Stoke feeling buoyant as Arsenal sink quickly
STOKE (3) vs ARSENAL (1)
ARSENAL manager Arsene Wenger admits his side have lost their edge after Stoke extinguished their faintest of title hopes and opened the door for Manchester City to grab third place.
Goals from Kenwyne Jones, former Gunner Jemaine Pennant and Jonathan Walters heaped misery on the visitors and set themselves up perfectly for Saturday’s FA Cup final.
Robin van Persie pulled one back but could not prevent Arsenal succumbing to their seventh league defeat of the campaign with some shambolic defending and toothless attacking.
“Something has gone [and] you could see that today,” said Wenger. “This team has done well overall this season. This is not the best moment to analyse after a disappointing game.
“The competitive level of Stoke was higher than ours. That’s the Premier League. If you do not turn up with the same competitive spirit in every game you can lose games everywhere.”
Wenger was left despairing as his side shipped more goals from set pieces, calling his defence “naive”.
“We have conceded, I think, 21 from set-pieces and only 17 in open play. Less than anybody else in open play [but] we have been caught on set-pieces,” he added.
“It is the easiest thing to correct in the game but you still must understand the flight of the ball and want to be first to the ball.”
Arsenal started the afternoon aiming to move three points from the summit, but ended the day nine points adrift with City worryingly close – only five points behind but with a game in hand. Stoke took the lead after 28 minutes when Arsenal’s back line failed to clear a free kick and Kenwyne Jones evaded Johan Djourou’s attentions to bundle in the opener.
Pennant doubled Stoke’s lead on 40 minutes, stealing possession, running at Arsenal’s defence and looping a deflected shot beyond Wojciech Szczesny.
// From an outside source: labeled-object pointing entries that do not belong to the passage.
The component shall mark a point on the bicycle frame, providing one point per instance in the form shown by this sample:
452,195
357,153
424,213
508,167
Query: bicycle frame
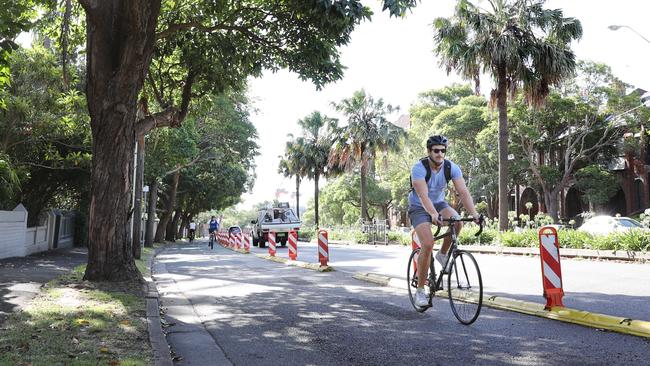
452,250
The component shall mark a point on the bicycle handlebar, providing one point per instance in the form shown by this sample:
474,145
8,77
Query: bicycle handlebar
453,220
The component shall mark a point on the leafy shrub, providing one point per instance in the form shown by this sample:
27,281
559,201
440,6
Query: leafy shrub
399,237
524,238
575,239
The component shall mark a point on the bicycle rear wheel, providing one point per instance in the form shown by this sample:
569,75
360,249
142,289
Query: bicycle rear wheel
465,287
412,281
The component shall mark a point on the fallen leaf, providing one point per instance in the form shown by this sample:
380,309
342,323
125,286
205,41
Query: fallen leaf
82,322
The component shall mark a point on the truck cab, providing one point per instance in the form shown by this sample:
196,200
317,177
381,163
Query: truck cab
280,219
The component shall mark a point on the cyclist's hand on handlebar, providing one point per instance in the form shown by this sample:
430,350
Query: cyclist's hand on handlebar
437,220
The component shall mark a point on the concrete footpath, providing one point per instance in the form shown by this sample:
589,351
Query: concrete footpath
21,278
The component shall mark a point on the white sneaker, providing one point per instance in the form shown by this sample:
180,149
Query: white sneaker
421,298
441,258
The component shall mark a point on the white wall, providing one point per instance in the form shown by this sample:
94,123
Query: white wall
16,240
36,240
13,225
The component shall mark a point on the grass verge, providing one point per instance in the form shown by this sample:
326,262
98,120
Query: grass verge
76,322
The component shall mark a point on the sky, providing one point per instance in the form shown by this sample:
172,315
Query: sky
392,59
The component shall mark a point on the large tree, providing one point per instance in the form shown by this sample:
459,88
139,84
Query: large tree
294,164
519,44
46,149
238,39
367,134
316,129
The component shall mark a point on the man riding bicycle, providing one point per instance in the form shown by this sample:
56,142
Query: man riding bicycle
212,229
427,204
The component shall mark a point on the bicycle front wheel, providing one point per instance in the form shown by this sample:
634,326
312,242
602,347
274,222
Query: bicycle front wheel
465,287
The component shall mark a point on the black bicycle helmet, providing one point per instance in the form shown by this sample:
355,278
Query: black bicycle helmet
436,140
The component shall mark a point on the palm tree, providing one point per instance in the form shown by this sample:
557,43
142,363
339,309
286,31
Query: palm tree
294,164
368,132
521,45
316,149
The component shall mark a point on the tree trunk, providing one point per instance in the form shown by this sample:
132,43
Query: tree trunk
137,205
120,42
151,213
169,210
550,198
172,227
364,209
184,224
316,177
298,195
503,149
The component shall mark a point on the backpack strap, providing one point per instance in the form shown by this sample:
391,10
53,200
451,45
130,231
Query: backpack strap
425,162
447,168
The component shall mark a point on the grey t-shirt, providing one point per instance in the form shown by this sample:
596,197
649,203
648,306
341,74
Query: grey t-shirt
437,182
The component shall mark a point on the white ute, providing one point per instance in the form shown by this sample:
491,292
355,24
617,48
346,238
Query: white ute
280,219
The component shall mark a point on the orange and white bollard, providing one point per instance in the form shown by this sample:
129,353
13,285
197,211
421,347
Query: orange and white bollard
247,243
293,245
271,243
549,250
323,251
240,240
415,244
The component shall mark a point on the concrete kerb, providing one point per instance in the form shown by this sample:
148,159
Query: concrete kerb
638,328
288,262
619,255
159,345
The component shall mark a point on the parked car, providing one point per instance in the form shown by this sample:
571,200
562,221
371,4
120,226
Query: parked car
602,225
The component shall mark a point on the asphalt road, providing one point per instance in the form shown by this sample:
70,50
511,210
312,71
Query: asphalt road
230,308
605,287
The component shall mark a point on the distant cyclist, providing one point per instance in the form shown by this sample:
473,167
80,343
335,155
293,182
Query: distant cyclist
214,227
192,232
429,178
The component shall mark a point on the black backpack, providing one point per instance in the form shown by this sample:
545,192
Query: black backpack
425,162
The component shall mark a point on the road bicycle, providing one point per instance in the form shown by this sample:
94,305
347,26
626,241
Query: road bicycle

Arsenal reduced the arrears on 81 minutes when Van Persie held off two challenges before firing a right foot shot under Begovic from the edge of the area for his eighth successive goal way from home. The fightback was shortlived, however, as within a minute Walters capitalised on a Djourou mistake to fire the Potters up to eighth place.
Stoke manager Tony Pulis hailed his team’s professionalism amid the distraction of a trip to Wembley where they will face Manchester City.
Pulis said: “The biggest compliment I can pay our players is that with a cup final only six days away their attitude and commitment to trying to win a game was 110 per cent and that speaks volumes for them.”